Jurnal Tempo – Praktik manipulasi harga saham atau yang dikenal sebagai “saham gorengan” kembali mendapat perhatian serius. Kali ini, kritik datang dari Menteri Keuangan, Purbaya Yudhi Sadewa. Ia menegaskan bahwa fenomena ini telah terjadi selama puluhan tahun tanpa tindakan hukum yang tegas.
Dalam acara media gathering di Sentul, Bogor, Jumat (10/11/2025), Purbaya menyatakan bahwa saham gorengan bukan masalah teknis semata. Ini sudah menjadi ancaman serius bagi keberlangsungan pasar modal Indonesia.
“Puluhan tahun kita tahu banyak penggoreng di pasar saham, tapi hanya sedikit yang dihukum,” kata Purbaya.
Pernyataan ini mencerminkan kekecewaan mendalam atas lemahnya pengawasan dan penegakan hukum di sektor pasar modal.
Praktik saham gorengan bukan hal baru. Skemanya mirip: harga saham kecil didongkrak oleh sekelompok orang agar naik tajam. Ketika investor ritel ikut beli, saham dijual di puncak harga. Akibatnya, investor kecil jadi korban.
Purbaya menyebut bahwa kerugian akibat saham gorengan tidak main-main. Banyak lembaga keuangan besar terkena imbas.
“Danareksa hampir bangkrut karena terjebak penggoreng. Asabri dan Jiwasraya juga kena,” jelasnya.
Sebagai mantan pejabat di Danareksa, Purbaya tahu langsung kerusakan yang ditimbulkan praktik ini. Ini bukan opini, tapi pengalaman nyata yang memperkuat pernyataannya.
Purbaya menyoroti bahwa 50 persen investor pasar modal saat ini adalah generasi muda, khususnya Gen Z. Jika saham gorengan terus dibiarkan, anak muda bisa kehilangan kepercayaan terhadap investasi.
“Kalau pasar rapi, mereka akan lebih berani masuk. Mereka yakin permainannya adil,” ungkapnya.
Pasar yang sehat akan menarik minat lebih banyak investor muda. Sebaliknya, pasar yang penuh manipulasi bisa membuat mereka menarik diri.
Purbaya juga memberi pesan jelas kepada Bursa Efek Indonesia (BEI) dan Otoritas Jasa Keuangan (OJK). Menurutnya, bersih-bersih pasar saham adalah syarat utama jika pasar ingin mendapat insentif fiskal.

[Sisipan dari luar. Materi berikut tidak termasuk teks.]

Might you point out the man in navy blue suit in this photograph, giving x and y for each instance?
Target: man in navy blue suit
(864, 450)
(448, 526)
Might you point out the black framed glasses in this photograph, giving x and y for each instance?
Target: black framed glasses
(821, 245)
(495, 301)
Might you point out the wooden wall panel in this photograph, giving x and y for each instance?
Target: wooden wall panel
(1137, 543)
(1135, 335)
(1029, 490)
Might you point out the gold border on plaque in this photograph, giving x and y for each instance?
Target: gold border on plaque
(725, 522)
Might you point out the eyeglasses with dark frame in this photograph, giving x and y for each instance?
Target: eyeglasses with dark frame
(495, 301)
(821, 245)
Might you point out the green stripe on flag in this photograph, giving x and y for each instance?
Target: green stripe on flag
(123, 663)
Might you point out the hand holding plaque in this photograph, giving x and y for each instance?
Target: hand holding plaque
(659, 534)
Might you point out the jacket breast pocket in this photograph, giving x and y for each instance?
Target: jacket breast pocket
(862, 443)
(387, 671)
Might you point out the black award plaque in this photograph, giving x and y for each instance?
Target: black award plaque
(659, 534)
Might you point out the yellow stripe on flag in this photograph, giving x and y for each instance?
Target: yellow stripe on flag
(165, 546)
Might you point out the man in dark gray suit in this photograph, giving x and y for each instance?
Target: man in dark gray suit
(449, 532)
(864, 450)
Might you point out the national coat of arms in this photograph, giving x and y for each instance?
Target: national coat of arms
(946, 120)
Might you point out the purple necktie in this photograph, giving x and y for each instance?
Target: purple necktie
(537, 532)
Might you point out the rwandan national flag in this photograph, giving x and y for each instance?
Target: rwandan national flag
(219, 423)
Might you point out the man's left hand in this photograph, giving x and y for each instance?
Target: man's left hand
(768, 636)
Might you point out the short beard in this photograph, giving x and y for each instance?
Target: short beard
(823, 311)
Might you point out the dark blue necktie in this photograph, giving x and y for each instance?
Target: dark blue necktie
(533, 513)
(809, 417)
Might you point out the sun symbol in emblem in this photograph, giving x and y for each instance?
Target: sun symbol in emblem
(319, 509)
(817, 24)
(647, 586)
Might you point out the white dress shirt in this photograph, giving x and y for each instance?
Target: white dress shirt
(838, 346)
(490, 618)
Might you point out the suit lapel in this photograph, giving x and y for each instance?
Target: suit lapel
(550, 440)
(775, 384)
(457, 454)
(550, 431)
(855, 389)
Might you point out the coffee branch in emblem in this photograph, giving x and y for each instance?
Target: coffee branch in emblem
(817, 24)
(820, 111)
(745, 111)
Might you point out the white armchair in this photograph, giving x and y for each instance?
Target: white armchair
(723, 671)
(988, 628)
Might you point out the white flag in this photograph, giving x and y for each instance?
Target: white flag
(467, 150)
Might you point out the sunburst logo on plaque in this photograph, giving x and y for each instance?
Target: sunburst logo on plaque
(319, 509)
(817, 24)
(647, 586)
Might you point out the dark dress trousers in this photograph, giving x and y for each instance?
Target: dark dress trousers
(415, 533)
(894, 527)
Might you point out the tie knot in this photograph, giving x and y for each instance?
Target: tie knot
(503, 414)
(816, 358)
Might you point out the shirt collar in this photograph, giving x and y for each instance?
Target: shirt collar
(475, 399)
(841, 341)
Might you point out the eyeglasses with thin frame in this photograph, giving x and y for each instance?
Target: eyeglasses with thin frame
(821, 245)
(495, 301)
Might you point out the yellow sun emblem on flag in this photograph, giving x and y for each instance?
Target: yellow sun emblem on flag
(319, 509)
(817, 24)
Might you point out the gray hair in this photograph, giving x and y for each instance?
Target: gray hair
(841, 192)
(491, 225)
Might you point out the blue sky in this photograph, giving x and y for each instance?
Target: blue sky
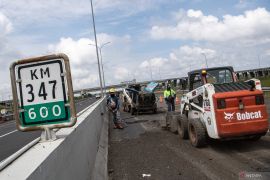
(165, 37)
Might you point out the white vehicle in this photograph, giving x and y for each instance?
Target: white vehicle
(219, 107)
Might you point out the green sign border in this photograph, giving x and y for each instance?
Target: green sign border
(39, 122)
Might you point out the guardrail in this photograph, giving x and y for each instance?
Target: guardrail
(80, 152)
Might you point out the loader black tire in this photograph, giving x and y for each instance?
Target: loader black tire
(182, 127)
(132, 111)
(197, 133)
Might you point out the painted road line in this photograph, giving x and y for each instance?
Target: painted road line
(8, 133)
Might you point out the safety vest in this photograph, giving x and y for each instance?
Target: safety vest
(168, 93)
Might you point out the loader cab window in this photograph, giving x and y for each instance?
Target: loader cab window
(195, 81)
(219, 76)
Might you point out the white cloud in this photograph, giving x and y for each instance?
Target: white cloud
(83, 59)
(121, 73)
(253, 25)
(5, 25)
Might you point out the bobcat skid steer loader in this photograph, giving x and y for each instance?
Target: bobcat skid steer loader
(219, 107)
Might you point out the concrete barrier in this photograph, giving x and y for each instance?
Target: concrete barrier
(80, 152)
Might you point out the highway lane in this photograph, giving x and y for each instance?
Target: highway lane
(143, 148)
(12, 140)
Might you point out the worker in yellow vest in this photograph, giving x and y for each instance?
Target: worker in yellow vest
(169, 96)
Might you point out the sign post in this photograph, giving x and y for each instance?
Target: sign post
(43, 94)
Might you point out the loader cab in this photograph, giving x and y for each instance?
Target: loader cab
(218, 75)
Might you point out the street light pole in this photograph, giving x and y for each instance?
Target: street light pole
(205, 59)
(103, 73)
(101, 62)
(94, 27)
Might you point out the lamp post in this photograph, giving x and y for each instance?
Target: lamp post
(205, 59)
(94, 27)
(101, 62)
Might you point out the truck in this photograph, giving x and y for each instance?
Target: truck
(136, 99)
(217, 106)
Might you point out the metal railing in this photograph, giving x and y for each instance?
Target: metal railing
(4, 163)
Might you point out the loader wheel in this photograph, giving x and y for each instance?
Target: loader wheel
(132, 111)
(129, 108)
(183, 127)
(197, 133)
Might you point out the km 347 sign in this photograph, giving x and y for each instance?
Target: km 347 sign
(43, 93)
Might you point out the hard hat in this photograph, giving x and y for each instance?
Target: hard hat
(112, 90)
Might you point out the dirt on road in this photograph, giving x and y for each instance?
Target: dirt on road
(143, 150)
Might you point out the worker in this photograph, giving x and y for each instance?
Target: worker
(169, 96)
(113, 104)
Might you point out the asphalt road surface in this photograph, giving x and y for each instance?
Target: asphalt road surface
(143, 150)
(12, 140)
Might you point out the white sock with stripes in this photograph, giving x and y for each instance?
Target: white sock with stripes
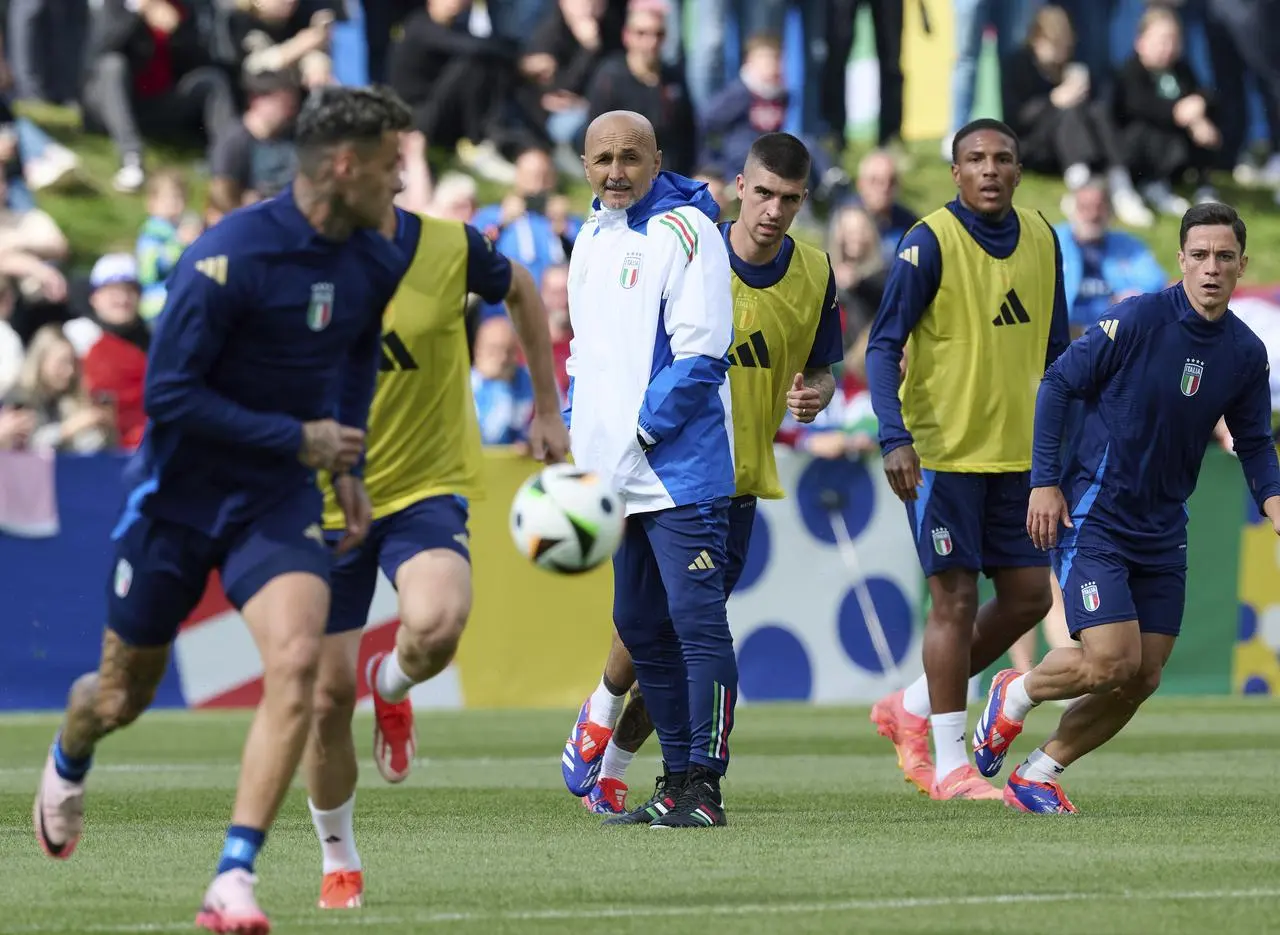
(604, 706)
(616, 762)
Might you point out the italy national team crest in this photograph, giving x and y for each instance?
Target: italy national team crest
(630, 274)
(1192, 372)
(320, 311)
(123, 578)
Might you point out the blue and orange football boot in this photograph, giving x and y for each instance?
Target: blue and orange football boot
(993, 733)
(584, 753)
(1032, 796)
(607, 797)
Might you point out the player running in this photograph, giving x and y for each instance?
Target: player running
(976, 297)
(1155, 377)
(786, 338)
(425, 463)
(261, 372)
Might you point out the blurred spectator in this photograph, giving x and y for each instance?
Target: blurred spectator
(840, 35)
(877, 194)
(167, 232)
(44, 36)
(149, 72)
(519, 227)
(560, 59)
(10, 345)
(51, 391)
(256, 158)
(1101, 267)
(753, 104)
(458, 85)
(282, 36)
(415, 174)
(1244, 35)
(1047, 101)
(720, 188)
(1010, 19)
(17, 423)
(638, 80)
(31, 232)
(115, 363)
(1165, 117)
(859, 267)
(554, 290)
(455, 197)
(848, 427)
(502, 387)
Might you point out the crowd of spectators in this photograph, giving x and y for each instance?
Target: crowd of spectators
(503, 91)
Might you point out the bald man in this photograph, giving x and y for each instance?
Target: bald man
(877, 192)
(649, 414)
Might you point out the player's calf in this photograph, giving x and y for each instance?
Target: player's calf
(332, 772)
(100, 702)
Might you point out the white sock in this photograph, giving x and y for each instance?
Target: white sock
(337, 833)
(915, 698)
(1041, 767)
(1016, 701)
(949, 743)
(616, 762)
(392, 682)
(604, 706)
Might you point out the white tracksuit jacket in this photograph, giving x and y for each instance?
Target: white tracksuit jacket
(653, 320)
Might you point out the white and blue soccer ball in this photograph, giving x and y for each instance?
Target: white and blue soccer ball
(566, 519)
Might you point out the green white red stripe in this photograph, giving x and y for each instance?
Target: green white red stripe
(685, 232)
(722, 721)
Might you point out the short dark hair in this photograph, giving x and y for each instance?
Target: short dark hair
(977, 127)
(333, 115)
(784, 155)
(1211, 214)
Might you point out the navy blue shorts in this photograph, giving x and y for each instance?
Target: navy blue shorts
(428, 524)
(1107, 588)
(672, 561)
(161, 568)
(976, 521)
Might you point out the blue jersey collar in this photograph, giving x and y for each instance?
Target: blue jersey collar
(668, 192)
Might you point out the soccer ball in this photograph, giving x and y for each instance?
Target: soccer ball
(563, 519)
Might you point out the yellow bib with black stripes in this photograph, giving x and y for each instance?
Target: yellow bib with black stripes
(424, 439)
(976, 357)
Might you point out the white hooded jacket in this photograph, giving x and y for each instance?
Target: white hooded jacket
(653, 320)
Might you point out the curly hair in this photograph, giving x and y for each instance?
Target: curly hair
(333, 115)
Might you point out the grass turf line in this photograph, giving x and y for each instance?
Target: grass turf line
(1176, 834)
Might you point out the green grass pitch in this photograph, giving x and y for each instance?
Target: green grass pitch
(1176, 834)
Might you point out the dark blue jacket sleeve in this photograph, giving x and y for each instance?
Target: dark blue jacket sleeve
(1079, 373)
(1060, 324)
(913, 282)
(1249, 423)
(199, 318)
(828, 341)
(488, 270)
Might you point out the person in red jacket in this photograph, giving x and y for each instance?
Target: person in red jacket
(115, 364)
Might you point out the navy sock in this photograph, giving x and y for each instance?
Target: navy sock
(241, 848)
(72, 769)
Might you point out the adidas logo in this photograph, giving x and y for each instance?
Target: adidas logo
(703, 562)
(1011, 311)
(213, 267)
(743, 354)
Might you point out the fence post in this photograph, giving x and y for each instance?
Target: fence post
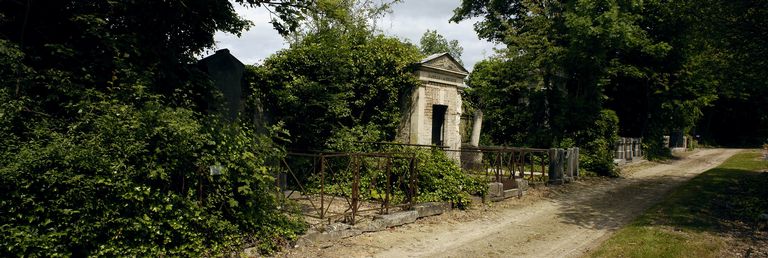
(576, 161)
(556, 165)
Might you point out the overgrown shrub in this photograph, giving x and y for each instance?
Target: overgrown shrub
(441, 179)
(597, 144)
(133, 180)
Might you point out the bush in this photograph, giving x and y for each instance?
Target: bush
(134, 180)
(597, 144)
(441, 179)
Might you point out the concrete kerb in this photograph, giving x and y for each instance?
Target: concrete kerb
(380, 222)
(497, 193)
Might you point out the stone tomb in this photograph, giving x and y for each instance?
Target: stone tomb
(436, 105)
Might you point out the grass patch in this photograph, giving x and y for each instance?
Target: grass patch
(691, 221)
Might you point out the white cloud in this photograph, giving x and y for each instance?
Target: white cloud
(409, 20)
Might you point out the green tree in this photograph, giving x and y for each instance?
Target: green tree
(105, 153)
(572, 48)
(510, 99)
(433, 43)
(338, 85)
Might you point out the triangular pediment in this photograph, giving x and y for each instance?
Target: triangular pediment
(444, 61)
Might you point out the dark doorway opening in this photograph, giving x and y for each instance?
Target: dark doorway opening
(438, 124)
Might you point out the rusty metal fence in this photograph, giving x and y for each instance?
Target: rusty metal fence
(340, 186)
(504, 164)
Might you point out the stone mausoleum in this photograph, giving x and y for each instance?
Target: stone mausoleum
(436, 105)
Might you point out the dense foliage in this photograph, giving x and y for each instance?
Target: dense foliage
(340, 83)
(106, 141)
(441, 179)
(433, 43)
(662, 66)
(341, 86)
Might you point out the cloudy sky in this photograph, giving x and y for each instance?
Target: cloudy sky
(409, 20)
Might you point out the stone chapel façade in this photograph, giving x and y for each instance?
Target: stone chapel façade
(436, 105)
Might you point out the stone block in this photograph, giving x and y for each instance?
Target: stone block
(513, 193)
(431, 208)
(495, 190)
(337, 227)
(381, 222)
(521, 184)
(330, 235)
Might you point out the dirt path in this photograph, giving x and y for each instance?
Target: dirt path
(567, 222)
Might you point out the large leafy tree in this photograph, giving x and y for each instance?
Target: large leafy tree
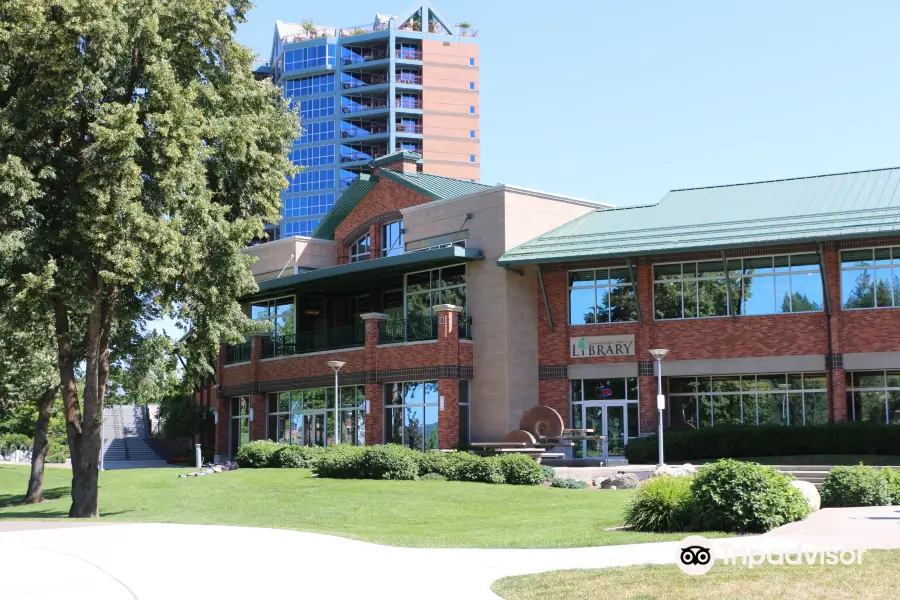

“Saya harap dalam setahun ada banyak penggoreng saham yang dihukum,” ujarnya.
Ia juga mengatakan bahwa dirinya aktif memantau pergerakan saham dan mengenal beberapa pelaku. Bahkan, ia mengaku mendapat laporan langsung dari masyarakat.
“Kalau masih ada kejadian, nanti saya tanya ke BEI, bagaimana penindakannya.”
Ini bukan sekadar kritik. Ini adalah desakan agar otoritas bertindak nyata, bukan sekadar menjadi pengamat.
Jika Indonesia ingin menjadikan pasar modal sebagai tempat pembiayaan jangka panjang, maka integritas dan keadilan harus ditegakkan. Investor kecil perlu dilindungi.
Beberapa langkah yang harus segera dilakukan:
Pasar yang bersih akan menarik lebih banyak investor dan menghindari kasus besar seperti Jiwasraya dan Asabri.